Critics of the Internet Corp. for Assigned Names and Numbers Thursday are turning up their attacks on the group established last summer to take over control of the Internet's domain system from the U.S. government.

The trouble began last week when an alert reader spotted a notice in the Commerce Business Daily, the publication that carries bid soliticitations for government contracts.

The ad revealed ICANN had quietly made arrangements with the government--specifically the National Institute of Standards and Technology--to pay for the salaries of up to six people current working for the Internet Assigned Numbers Authority, ICANN's predecessor.

Although the issue might seem small to some, to ICANN's critics, the financing arrangement is the latest example of the group's lack of openness.

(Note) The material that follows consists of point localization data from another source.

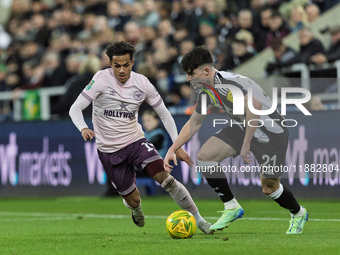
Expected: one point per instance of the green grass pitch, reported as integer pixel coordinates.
(90, 225)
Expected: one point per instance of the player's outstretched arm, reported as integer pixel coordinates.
(189, 129)
(76, 114)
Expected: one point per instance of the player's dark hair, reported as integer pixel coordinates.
(120, 49)
(195, 58)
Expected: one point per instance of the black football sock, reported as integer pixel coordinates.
(216, 179)
(286, 199)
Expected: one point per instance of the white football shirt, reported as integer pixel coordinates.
(115, 108)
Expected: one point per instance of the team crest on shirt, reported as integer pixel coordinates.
(138, 95)
(90, 85)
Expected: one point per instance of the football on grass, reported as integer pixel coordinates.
(180, 224)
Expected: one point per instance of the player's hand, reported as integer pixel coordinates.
(170, 156)
(87, 134)
(181, 154)
(245, 153)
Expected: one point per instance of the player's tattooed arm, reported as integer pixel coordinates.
(87, 134)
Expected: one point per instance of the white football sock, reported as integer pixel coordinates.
(299, 213)
(179, 194)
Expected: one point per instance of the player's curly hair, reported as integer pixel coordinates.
(195, 58)
(119, 49)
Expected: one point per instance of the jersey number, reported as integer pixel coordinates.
(268, 159)
(148, 146)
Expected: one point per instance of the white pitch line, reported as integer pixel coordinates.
(70, 216)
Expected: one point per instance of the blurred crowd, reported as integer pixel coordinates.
(62, 44)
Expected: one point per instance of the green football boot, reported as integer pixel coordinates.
(296, 224)
(227, 216)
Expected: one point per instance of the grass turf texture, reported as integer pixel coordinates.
(89, 225)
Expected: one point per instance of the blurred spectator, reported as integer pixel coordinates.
(240, 54)
(132, 33)
(263, 28)
(185, 47)
(298, 18)
(61, 74)
(151, 17)
(218, 54)
(282, 54)
(75, 86)
(313, 12)
(246, 36)
(309, 46)
(278, 28)
(206, 28)
(5, 38)
(225, 28)
(333, 53)
(117, 18)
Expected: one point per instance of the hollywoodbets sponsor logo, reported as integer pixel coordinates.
(119, 114)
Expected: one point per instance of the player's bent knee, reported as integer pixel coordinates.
(267, 190)
(170, 184)
(161, 176)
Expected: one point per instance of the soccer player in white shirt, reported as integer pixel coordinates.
(268, 143)
(116, 94)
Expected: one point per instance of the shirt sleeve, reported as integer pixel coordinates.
(152, 96)
(199, 105)
(95, 87)
(76, 112)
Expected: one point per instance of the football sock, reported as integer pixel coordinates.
(285, 198)
(198, 217)
(216, 179)
(179, 194)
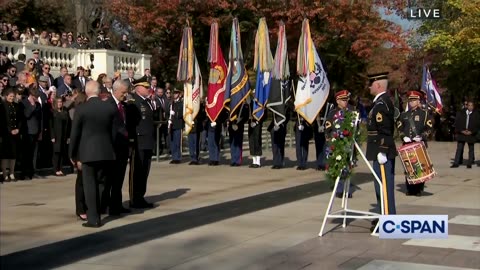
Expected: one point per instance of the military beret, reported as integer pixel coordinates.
(141, 82)
(414, 94)
(342, 94)
(377, 76)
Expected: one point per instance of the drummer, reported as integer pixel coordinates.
(414, 125)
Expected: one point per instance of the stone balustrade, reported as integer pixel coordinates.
(98, 60)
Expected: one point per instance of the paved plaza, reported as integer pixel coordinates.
(239, 218)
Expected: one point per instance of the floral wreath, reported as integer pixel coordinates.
(340, 147)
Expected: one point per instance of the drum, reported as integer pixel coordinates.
(416, 162)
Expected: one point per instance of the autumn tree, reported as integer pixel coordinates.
(346, 32)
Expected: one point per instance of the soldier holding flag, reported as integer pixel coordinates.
(215, 96)
(311, 94)
(263, 64)
(237, 90)
(278, 99)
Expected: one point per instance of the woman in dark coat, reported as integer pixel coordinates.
(80, 205)
(60, 133)
(11, 139)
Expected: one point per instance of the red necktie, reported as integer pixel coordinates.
(122, 114)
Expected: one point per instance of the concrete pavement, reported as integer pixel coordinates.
(237, 218)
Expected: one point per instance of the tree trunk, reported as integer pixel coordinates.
(80, 16)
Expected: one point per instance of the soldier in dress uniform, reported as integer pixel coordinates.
(255, 138)
(342, 97)
(194, 135)
(140, 126)
(277, 136)
(176, 125)
(319, 136)
(303, 134)
(235, 135)
(380, 143)
(414, 125)
(214, 135)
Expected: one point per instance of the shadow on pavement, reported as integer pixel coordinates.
(83, 247)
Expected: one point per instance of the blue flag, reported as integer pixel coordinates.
(262, 91)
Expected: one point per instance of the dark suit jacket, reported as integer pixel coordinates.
(91, 137)
(473, 126)
(58, 82)
(119, 131)
(33, 117)
(76, 83)
(140, 123)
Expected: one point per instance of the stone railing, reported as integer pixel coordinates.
(98, 60)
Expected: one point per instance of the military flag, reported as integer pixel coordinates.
(188, 72)
(263, 63)
(313, 85)
(237, 88)
(280, 86)
(216, 79)
(429, 86)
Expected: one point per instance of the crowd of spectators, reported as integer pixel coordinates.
(36, 111)
(11, 32)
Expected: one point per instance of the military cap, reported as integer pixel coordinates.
(414, 94)
(141, 82)
(43, 79)
(342, 94)
(377, 77)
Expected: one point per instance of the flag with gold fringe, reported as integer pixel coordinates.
(188, 72)
(280, 87)
(216, 79)
(313, 85)
(237, 88)
(263, 63)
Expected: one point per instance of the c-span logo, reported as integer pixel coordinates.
(413, 226)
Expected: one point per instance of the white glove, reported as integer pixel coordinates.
(382, 158)
(417, 138)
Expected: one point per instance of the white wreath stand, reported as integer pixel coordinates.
(345, 212)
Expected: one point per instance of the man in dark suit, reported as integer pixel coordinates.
(33, 116)
(112, 195)
(380, 143)
(176, 124)
(80, 80)
(140, 128)
(38, 61)
(467, 125)
(91, 148)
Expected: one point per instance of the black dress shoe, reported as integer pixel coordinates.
(89, 225)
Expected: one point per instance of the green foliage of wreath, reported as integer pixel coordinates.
(341, 145)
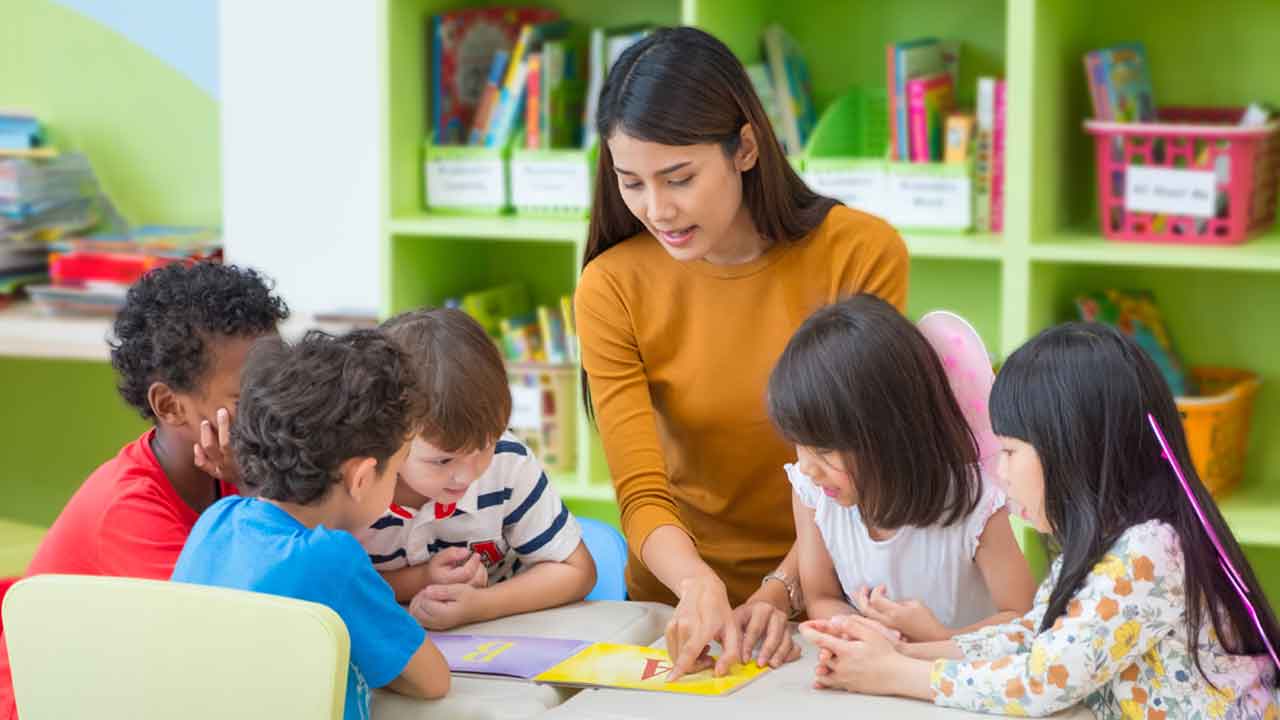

"I must assume that they hoped they could sneak this by without any of us finding out. But they were wrong because it's the Internet and you can't be closed on the Internet," said Gordon Cook, publisher of The Cook Report, a technology newsletter.

Cook posted news of the financing arrangement on several mailing lists Wednesday night. Cook accuses ICANN's board of hiding behind a provision in the group's bylaws that allows it to conduct closed meetings.

He said Esther Dyson, ICANN's interim chairperson, has repeatedly asked detractors not to focus on ICANN's processes but instead to concentrate on the results it produces. Cook said that philosophy is unacceptable, because there's too much at stake in ICANN's decisions.

"I think ICANN will turn into the first regulatory body for the Internet. It is set up so it can do pretty much what it wants. As long as they refuse to answer questions and as long as we don't know who did what in putting them together, we had better keep our guards up," he said.

Neither Dyson nor any other ICANN chief could be reached for comment.